Die 18-jährige June (Storm Reid) lebt mit ihrer alleinerziehenden und übervorsichtigen Mutter Grace (Nia Long) in einem Apartment in Los Angeles. Ihren Vater James (Tim Griffin) hat June früh verloren. Sie freut sich, als ihre Mutter mit ihrem neuen Freund Kevin (Ken Leung) in den Urlaub nach Cartagena in Kolumbien fährt. So kann sie eine Woche lang mit ihrer besten Freundin Veena (Megan Suri) feiern. Als sie Grace und Kevin nach den Ferien am Flughafen abholen will, tauchen die beiden nicht auf. Besorgt kontaktiert June die US-Botschaft in Kolumbien und landet bei FBI-Agent Park (Daniel Henney). Der kann nur feststellen, dass Junes Mutter offenbar Opfer einer Entführung geworden ist. Erster Verdächtiger ist Kevin, der, wie sich herausstellt, als Betrüger vorbestraft ist. Vor Ort engagiert June den Gelegenheitsjobber Javi (Joaquim de Almeida), der ihr bei den Ermittlungen hilft. Und auch Graces Anwältin Heather (Amy Landecker) mischt mit. Von Los Angeles aus setzt June alles daran, ihre Mutter zu finden.

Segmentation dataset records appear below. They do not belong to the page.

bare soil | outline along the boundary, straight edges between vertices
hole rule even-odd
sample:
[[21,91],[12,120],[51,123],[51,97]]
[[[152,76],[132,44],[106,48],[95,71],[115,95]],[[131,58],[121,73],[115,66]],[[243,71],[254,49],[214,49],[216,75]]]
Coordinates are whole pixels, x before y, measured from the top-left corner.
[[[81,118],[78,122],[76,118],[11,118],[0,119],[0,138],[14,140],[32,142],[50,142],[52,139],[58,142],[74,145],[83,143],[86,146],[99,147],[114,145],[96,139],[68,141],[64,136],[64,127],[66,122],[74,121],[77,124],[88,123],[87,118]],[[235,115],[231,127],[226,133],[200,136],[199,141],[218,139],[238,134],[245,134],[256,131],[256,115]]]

Storm Reid in „MIssing“ (© Sony Pictures)

„Missing“ folgt „Searching“ und „Run“

„Missing“ ist eine Fortsetzung im Geiste von „Searching“ (2018) und „Run“, denn die Regiedebütanten Nicholas D. Johnson und Will Merrick haben Aneesh Chagantys Desktop-Thriller „Searching“ und auch „Run“ (2020) geschnitten, während Chaganty (zusammen mit Sev Ohanian) die Story zu Johnsons und Merricks Drehbuch zu „Missing“ beisteuerte. War diese Art des Erzählens für Kinofilme wie „Unfriend“ (2014) oder eben „Searching“ noch neu, hat man sich inzwischen an diese Form gewöhnt. Doch so filigran wie Johnson und Merrick agierte noch niemand mit all den sich überlappenden Screens auf diversen Devices, die die Protagonistin June so famos zu kombinieren weiß. Sie arbeitet wie eine versierte Privatdetektivin mit einigen Jahrzehnten Berufserfahrung, aber ihre gedankliche Schnelligkeit am Bildschirm verleiht „Missing“ eine straffe Dynamik, die dem Film gut tut.

Ken Leung und Nia Long in „MIssing“ (© Sony Pictures)

Starke Storm Reid kaschiert einige Schwächen

Diese visuelle Selbstbeschränkung funktioniert über weite Strecken erstaunlich gut, stößt aber vor allem im letzten Akt an ihre Grenzen, wo es nicht wenige Szenen gibt, die aus der Desktop-Perspektive irgendwelcher Überwachungskameras sehr bemüht wirken und in traditioneller Sichtweise sicher besser rübergekommen wären. Das liegt auch daran, dass die Story von „Missing“ mit ihren spaßigen, wilden Twists gegen Ende immer hanebüchener wird und die Motive zweier zentraler Figuren äußerst fragwürdig sind. Dem steht das engagierte und sehr authentische Spiel von Storm Reid („Euphoria“) gegenüber, die virtuos alle Fäden in der Hand hält und die Figuren im Spiel hält.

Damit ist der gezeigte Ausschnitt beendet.